Combining Random Variables | AP Stats Unit 4 Study Guide

Quick Summary

This guide covers the rules for combining two or more independent random variables. You will learn how to calculate the resulting mean and standard deviation when you add or subtract random variables. Mastering this topic will allow you to determine the parameters of a new distribution created from others and calculate probabilities associated with it, a key skill for understanding variability in real-world scenarios.

Key Concepts

When we have two or more random variables, we can create a new random variable by performing arithmetic operations on them, most commonly addition and subtraction. The key is to understand how the mean (center) and standard deviation (spread) of the new variable are derived from the original ones.

1. Rules for Means (μ)

The rules for combining means are straightforward and intuitive. Whether you are adding or subtracting random variables, their means behave in the same way.

Sum of Random Variables: The mean of the sum of two random variables is the sum of their individual means.
- Formula: E(X + Y) = E(X) + E(Y)
- Notation: μ_(X+Y) = μ_X + μ_Y
Difference of Random Variables: The mean of the difference of two random variables is the difference of their individual means.
- Formula: E(X - Y) = E(X) - E(Y)
- Notation: μ_(X-Y) = μ_X - μ_Y

Example: Let X be the time it takes a student to complete the multiple-choice section of a test, with μ_X = 55 minutes. Let Y be the time to complete the free-response section, with μ_Y = 30 minutes. The mean time for the total test (T = X + Y) is:

μ_T = μ_X + μ_Y = 55 + 30 = 85 minutes.

2. Rules for Variances (σ^2) and Standard Deviations (σ)

The rules for combining measures of spread are less intuitive and require a critical condition.
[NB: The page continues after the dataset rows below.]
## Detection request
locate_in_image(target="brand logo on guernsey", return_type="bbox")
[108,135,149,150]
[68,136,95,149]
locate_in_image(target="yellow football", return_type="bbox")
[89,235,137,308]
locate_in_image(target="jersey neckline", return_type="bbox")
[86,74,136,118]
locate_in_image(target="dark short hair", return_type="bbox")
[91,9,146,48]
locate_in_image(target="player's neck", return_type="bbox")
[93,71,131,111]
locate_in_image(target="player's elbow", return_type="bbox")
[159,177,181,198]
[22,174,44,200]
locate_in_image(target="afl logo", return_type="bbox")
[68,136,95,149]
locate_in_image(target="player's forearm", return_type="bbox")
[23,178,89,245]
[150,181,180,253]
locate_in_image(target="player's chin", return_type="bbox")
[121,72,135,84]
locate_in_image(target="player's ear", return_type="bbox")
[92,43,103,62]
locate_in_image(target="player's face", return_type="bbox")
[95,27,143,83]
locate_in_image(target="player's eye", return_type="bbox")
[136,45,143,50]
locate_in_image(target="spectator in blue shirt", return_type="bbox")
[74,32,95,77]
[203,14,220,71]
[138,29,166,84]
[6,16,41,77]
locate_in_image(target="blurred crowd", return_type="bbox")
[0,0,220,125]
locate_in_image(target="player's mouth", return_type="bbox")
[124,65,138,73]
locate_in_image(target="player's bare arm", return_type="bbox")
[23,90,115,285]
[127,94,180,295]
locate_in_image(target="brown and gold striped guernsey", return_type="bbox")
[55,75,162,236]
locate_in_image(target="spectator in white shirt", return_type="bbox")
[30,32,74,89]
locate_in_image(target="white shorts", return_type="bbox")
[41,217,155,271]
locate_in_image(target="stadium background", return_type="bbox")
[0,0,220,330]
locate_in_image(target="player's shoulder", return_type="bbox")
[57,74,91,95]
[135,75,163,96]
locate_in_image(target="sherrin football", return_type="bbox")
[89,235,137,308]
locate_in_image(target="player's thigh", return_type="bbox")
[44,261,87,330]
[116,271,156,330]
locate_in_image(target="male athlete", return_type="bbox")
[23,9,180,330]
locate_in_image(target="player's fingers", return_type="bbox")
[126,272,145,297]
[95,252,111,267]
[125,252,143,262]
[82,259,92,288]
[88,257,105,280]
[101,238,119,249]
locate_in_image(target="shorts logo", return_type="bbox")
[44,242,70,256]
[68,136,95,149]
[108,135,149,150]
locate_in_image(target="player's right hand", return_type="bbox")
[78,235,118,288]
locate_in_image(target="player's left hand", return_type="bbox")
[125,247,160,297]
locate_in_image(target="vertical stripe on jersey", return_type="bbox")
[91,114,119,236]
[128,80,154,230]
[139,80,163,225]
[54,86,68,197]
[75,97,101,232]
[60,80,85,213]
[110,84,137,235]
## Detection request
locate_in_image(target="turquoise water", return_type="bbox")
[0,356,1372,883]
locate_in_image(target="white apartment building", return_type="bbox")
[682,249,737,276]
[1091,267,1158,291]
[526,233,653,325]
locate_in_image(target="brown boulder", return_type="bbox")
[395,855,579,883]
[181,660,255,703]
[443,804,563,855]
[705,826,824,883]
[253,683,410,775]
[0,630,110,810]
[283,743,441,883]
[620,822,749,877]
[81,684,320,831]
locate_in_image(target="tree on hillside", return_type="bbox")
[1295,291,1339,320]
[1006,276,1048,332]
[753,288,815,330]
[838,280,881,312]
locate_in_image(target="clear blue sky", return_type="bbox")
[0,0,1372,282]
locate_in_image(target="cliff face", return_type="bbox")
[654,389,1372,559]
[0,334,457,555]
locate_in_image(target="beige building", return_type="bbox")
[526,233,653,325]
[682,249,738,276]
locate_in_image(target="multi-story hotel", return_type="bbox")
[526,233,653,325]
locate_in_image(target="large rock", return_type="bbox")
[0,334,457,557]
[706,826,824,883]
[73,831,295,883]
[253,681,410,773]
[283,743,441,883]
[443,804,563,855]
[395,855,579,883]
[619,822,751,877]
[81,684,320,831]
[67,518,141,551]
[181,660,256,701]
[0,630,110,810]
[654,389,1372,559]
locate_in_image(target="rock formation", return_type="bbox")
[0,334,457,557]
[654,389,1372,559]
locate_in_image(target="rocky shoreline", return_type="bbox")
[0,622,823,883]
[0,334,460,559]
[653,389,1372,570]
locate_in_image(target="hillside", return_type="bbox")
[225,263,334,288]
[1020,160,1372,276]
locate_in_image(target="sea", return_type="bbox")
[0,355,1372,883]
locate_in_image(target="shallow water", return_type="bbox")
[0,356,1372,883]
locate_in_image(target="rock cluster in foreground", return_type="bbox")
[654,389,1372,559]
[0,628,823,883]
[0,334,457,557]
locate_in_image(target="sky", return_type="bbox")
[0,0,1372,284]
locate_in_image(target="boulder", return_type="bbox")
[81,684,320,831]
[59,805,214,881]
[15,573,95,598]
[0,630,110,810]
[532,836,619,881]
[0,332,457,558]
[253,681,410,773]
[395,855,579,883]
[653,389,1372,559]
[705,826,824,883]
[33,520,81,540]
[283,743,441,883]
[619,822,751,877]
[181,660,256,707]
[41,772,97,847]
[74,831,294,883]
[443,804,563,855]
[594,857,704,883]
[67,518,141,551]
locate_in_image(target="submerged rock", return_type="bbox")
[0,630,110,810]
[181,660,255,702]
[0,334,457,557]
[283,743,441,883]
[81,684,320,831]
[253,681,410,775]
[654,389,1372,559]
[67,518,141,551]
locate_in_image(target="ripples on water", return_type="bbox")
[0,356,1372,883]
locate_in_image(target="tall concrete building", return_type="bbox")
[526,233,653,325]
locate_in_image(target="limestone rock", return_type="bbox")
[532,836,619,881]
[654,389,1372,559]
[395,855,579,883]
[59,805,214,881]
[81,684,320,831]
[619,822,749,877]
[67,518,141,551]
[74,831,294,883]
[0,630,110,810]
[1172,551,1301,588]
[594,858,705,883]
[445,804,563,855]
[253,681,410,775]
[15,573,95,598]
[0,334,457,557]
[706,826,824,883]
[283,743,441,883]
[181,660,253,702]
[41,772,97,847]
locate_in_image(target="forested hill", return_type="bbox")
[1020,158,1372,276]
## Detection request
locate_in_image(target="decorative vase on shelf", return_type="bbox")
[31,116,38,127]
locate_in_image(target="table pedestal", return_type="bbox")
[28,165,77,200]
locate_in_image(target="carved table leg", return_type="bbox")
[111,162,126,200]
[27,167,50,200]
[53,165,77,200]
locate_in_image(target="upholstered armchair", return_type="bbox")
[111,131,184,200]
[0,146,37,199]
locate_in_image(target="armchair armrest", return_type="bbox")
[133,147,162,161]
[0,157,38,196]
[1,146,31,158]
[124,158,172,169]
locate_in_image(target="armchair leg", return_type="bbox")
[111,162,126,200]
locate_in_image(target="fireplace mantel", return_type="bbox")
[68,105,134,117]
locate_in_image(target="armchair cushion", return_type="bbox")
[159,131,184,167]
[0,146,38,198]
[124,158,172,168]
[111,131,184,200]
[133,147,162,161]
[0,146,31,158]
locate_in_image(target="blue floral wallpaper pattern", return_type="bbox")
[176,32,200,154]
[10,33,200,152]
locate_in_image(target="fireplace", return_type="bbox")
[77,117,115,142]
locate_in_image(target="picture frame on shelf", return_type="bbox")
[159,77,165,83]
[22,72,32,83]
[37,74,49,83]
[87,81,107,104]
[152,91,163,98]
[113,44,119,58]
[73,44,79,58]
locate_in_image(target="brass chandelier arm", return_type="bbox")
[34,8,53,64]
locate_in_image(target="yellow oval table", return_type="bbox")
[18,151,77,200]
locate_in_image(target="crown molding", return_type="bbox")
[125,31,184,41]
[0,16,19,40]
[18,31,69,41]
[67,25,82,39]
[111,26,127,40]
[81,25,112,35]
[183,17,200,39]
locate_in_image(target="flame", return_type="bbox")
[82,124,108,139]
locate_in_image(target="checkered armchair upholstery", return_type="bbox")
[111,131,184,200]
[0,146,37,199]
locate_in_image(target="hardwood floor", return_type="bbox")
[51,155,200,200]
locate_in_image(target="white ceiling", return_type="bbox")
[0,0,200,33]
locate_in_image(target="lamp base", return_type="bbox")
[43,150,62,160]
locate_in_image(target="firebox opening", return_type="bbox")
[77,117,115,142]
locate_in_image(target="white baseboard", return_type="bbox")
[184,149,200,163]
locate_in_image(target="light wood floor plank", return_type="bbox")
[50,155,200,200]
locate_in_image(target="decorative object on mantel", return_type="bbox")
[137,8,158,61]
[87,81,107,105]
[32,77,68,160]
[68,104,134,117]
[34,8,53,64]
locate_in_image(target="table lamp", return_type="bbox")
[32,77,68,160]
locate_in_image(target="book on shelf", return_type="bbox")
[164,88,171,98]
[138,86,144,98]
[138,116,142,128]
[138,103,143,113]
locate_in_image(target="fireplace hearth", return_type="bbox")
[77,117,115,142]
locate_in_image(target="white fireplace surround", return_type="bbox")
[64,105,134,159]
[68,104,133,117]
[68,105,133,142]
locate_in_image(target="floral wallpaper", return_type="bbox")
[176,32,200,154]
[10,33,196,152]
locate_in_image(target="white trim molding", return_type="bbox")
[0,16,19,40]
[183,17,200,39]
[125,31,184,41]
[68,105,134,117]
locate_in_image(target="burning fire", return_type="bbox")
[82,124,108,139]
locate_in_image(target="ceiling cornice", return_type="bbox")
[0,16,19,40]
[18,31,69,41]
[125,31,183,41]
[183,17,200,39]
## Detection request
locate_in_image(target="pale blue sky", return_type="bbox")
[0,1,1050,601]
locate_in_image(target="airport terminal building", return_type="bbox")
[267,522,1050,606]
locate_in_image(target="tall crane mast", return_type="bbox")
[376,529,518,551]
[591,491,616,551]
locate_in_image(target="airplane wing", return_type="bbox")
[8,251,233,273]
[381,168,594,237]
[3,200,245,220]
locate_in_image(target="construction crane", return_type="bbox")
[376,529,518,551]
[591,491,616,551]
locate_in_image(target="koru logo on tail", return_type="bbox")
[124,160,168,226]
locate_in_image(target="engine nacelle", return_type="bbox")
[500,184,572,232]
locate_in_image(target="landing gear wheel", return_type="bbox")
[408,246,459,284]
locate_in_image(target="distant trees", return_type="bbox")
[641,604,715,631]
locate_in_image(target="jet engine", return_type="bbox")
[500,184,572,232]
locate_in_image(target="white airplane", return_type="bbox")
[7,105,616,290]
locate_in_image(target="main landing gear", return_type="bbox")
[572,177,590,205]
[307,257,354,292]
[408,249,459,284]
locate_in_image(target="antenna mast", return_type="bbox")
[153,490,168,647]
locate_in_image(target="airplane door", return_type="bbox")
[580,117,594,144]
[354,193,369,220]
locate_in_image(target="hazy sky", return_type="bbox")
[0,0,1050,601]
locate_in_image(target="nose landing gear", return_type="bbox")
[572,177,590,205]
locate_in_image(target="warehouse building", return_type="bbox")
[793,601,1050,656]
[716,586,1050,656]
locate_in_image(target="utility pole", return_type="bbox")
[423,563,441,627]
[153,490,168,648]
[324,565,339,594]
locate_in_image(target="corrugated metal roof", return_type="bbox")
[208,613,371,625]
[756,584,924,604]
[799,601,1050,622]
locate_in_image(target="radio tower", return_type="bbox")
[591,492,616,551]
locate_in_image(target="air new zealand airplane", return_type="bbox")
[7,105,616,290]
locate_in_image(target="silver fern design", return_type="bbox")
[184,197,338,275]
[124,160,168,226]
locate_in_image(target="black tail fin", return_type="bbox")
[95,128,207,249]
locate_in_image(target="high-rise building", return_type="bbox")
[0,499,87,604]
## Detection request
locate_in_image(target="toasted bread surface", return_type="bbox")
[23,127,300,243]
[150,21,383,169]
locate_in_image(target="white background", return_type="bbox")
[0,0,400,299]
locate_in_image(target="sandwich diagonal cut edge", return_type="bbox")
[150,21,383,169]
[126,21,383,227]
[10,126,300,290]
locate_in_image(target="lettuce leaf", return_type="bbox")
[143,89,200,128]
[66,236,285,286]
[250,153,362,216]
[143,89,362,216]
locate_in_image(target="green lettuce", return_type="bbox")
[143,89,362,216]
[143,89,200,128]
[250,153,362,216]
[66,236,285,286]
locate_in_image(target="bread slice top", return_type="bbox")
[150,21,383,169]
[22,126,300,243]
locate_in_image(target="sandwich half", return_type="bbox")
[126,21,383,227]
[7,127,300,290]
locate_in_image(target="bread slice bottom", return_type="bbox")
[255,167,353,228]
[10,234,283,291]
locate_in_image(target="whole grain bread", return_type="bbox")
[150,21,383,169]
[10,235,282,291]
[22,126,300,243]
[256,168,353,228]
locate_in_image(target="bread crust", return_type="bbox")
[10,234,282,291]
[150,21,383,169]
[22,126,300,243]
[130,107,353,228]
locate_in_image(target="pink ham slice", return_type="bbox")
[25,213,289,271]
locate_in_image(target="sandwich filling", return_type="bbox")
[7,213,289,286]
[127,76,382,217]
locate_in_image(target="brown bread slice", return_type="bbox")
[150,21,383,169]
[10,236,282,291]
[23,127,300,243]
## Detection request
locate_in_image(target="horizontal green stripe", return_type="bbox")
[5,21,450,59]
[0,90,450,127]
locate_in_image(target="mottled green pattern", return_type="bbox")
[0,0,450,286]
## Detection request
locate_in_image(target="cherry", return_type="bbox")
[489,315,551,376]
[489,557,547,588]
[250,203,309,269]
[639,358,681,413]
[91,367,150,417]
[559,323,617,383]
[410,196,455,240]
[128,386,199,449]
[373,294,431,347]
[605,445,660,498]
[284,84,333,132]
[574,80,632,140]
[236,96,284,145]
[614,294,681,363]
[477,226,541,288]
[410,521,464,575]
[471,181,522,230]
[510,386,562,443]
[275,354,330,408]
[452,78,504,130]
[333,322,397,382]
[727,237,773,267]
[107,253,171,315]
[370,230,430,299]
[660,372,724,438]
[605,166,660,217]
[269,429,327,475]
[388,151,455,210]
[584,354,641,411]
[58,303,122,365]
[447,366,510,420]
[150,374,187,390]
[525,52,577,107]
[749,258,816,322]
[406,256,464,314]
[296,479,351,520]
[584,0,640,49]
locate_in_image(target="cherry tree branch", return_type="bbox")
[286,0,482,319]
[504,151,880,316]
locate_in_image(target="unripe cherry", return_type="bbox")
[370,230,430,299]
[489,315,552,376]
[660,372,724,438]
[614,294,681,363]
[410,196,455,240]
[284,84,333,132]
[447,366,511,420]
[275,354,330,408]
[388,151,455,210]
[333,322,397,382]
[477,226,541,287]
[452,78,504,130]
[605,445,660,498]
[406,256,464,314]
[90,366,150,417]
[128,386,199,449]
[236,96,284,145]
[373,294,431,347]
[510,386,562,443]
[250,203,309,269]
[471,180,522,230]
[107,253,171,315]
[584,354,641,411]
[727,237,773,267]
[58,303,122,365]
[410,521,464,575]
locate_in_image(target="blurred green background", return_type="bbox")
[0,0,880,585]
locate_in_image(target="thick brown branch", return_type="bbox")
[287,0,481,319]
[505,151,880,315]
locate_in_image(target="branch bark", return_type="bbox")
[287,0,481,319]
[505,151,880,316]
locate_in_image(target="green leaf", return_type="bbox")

The Independence Condition: These rules only apply if the random variables are independent. This means the outcome of one variable does not influence the outcome of the other. In practice problems, you must always confirm that this condition is met or can be reasonably assumed.
Rule for Variances: If X and Y are independent random variables, the variance of their sum OR difference is the sum of their individual variances.
- Formula (Sum): Var(X + Y) = Var(X) + Var(Y)
- Formula (Difference): Var(X - Y) = Var(X) + Var(Y)
- Notation (Sum): σ^2_(X+Y) = σ^2_X + σ^2_Y
- Notation (Difference): σ^2_(X-Y) = σ^2_X + σ^2_Y
Crucial Point: Notice that variances always add. Whether you are combining variables with addition or subtraction, the new variance is always the sum of the old variances. This is because both variables contribute to the overall uncertainty or variability of the outcome. Subtracting variables does not cancel out their variability.
Rule for Standard Deviations: You cannot add or subtract standard deviations directly. You must first convert them to variances, apply the addition rule, and then convert the result back to standard deviation by taking the square root.
- Formula: σ_(X±Y) = √[Var(X) + Var(Y)] = √[σ^2_X + σ^2_Y]

Example (continued): Suppose the standard deviation for the multiple-choice section is σ_X = 5 minutes, and for the free-response is σ_Y = 4 minutes. Assume the times are independent. To find the standard deviation of the total test time (T = X + Y):

Find the variances:
- σ^2_X = (5)^2 = 25
- σ^2_Y = (4)^2 = 16
Add the variances:
- σ^2_T = σ^2_X + σ^2_Y = 25 + 16 = 41
Take the square root:
- σ_T = √41 \approx 6.403 minutes

3. Combining Normal Random Variables

A powerful extension of these rules applies when the original variables are Normally distributed.

The Resulting Distribution: If X and Y are independent Normal random variables, then their sum (X + Y) and their difference (X - Y) are also Normally distributed.
Putting It All Together: If X ~ N(μ_X, σ_X) and Y ~ N(μ_Y, σ_Y) are independent, then:
- Sum (T = X + Y): The total T is Normally distributed with:
  - Mean: μ_T = μ_X + μ_Y
  - Standard Deviation: σ_T = √[σ^2_X + σ^2_Y]
  - So, T ~ N(μ_X + μ_Y, √[σ^2_X + σ^2_Y])
- Difference (D = X - Y): The difference D is Normally distributed with:
  - Mean: μ_D = μ_X - μ_Y
  - Standard Deviation: σ_D = √[σ^2_X + σ^2_Y]
  - So, D ~ N(μ_X - μ_Y, √[σ^2_X + σ^2_Y])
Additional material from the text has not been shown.